Does digital mean the end of the classroom? No – but evolution is vital...

It’s the elephant in the classroom for many training companies. As enthusiasm grows for e-learning and virtual teaching methods, so does concern about roles in Learning & Development, profits and the need to evolve and diversify the business model.

According to a recent report by the US-based Association of Talent Development (ATD), the gap between traditional classroom-based and technology-based learning hours is definitely narrowing. The amount of instructor-led training delivered over the past few years has fallen from two-thirds to half and the trajectory is clearly downwards.

The gap between traditional classroom-based and technology-based learning hours is definitely narrowing.

There are multiple reasons for this shift. Rising travel costs for one, increasingly mobile workers who are never in the same place at once and the inability to scale classroom training are all taking a toll.

There are also more subtle forces at work. For example the new four-generational workforce embraces many methods of content consumption but those at the younger end, the digital natives, expect digital delivery.

The fact that information and instructions can be accessed at the point of need via Google, YouTube or online forums has also changed expectations.

Time to evolve and adapt

All nails in the coffin of the industry as we know it?

Thankfully, the ATD report adds, ‘we should wait before writing any eulogies’. It points out that instructor-led training (ILT) still does command more training hours than any other method, despite the tapering graph lines. It is also still one of the most focused and efficient methods.

Current thinking focuses on the maximisation of instructor time and their strengths through techniques such as the ‘flipped classroom’.

So does this mean that instructors and others dependent on traditional methods can breathe out again?

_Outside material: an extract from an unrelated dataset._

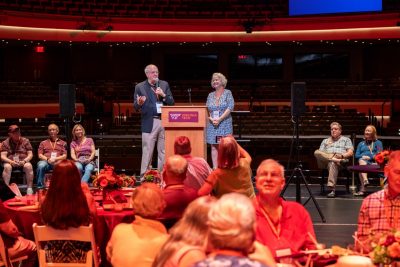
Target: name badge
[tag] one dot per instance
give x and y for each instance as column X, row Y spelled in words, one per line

Yes and no. But there’s no doubt that traditional methods must evolve and adapt to ensure continuing viability.

If e-learning is the elephant, then dedicated ILT training companies will become dinosaurs if they don’t adapt. Yet, how can they combine the accessibility, scalability, agility and affordability of digital methods with the quality, immediacy and responsiveness of instructor-led training?

Current thinking focuses on the maximisation of instructor time and their strengths through techniques such as the ‘flipped classroom’.

This means giving students the materials to absorb outside of the classroom environment so that class time can be used to consolidate and apply the newly-acquired knowledge. This enables the instructor to address misunderstanding, explain complex theory and demonstrate in practice, optimising their face-to-face time.

Effectively, this removes the “turn to page x and read…” element of classroom teaching and instead gives students more responsibility.

Which means students must have access to training materials before, during and after the course – coupled with the ability to annotate these to highlight areas they wish to address when back in the classroom.

Protecting IP

Many are now solving this conundrum by digitising their print learning materials.

This can be done simply by producing digital versions and distributing them via PDFs or on a USB stick. However, this is like opening a cake shop and telling the local neighbourhood to help themselves. As these can be shared and copied beyond the immediate course, it makes a training company’s intellectual property (IP) available to all.

Further, a simple, flat PDF is difficult to annotate in such a way that a student will be able to quickly identify the areas they’d like to cover during classroom sessions.

However, there are eCourseware platforms that can be used to protect IP as well as to store and manage the content, leaving the user free to enjoy the many advantages of working this way.

For example, eCourseware reduces the need to print and distribute training materials and its scalability means course numbers don’t have to be set in stone – late comers can be accommodated.

From a student perspective, they could now annotate, highlight and quickly navigate their inputs either in the classroom environment or later when using their digital courseware as a reference tool.

Huge potential for creativity

Already, eCourseware is mimicking many of the e-learning benefits – but it’s not designed for self-learning and still leaves the opportunity for an instructor to add value by providing interactive guidance.

Yet there is one more challenge users may have to overcome. As clients increasingly see instructor-based learning as the ‘premium’ option (compared with the lower cost e-learning), they may feel short-changed if there’s no tome-like manual handed out at the end.

But far from being a ‘cheap’ option, eCourseware gives instructors scope for creativity as they can use as much colour and as space as they wish at no extra cost. Consequently, course materials can be redesigned to use colour to encourage learning retention.

Far from being a ‘cheap’ option, eCourseware gives instructors far more scope for creativity

There’s also the potential to embed videos or sound, providing the scope for training companies to offer immersive experiences. This could range from music to help students remember information by association to how-to videos for practical topics, so students have a lasting record of instructions.

Instructors may wish to continue to offer a printed manual to complement the digital material but instead of giving it away, they can now charge for it when requested as an addition to the digital material - opening up a new revenue stream for the training company.

Students still have the ear of an instructor during the lesson so any thorny issues can be explained immediately on a one-to-one level. However, they can also access content before and after the course, around the clock and (via their phones, if desired) to prepare to consolidate their learning.

Another recent report, this time on Learners of the Future, has revealed that only 38% of learning departments consider themselves ready for 2020 and only 37% are preparing for changes in how employees learn. It’s understandable; many successful careers have been built on delivering classroom training using methods tried and tested over the years.

However, almost every industry across the spectrum is being forced to change through digitisation – from journalism to healthcare.

If training companies become comfortable with eCourseware they can continue to deliver a high-quality services, while enjoying the benefits of digitisation too.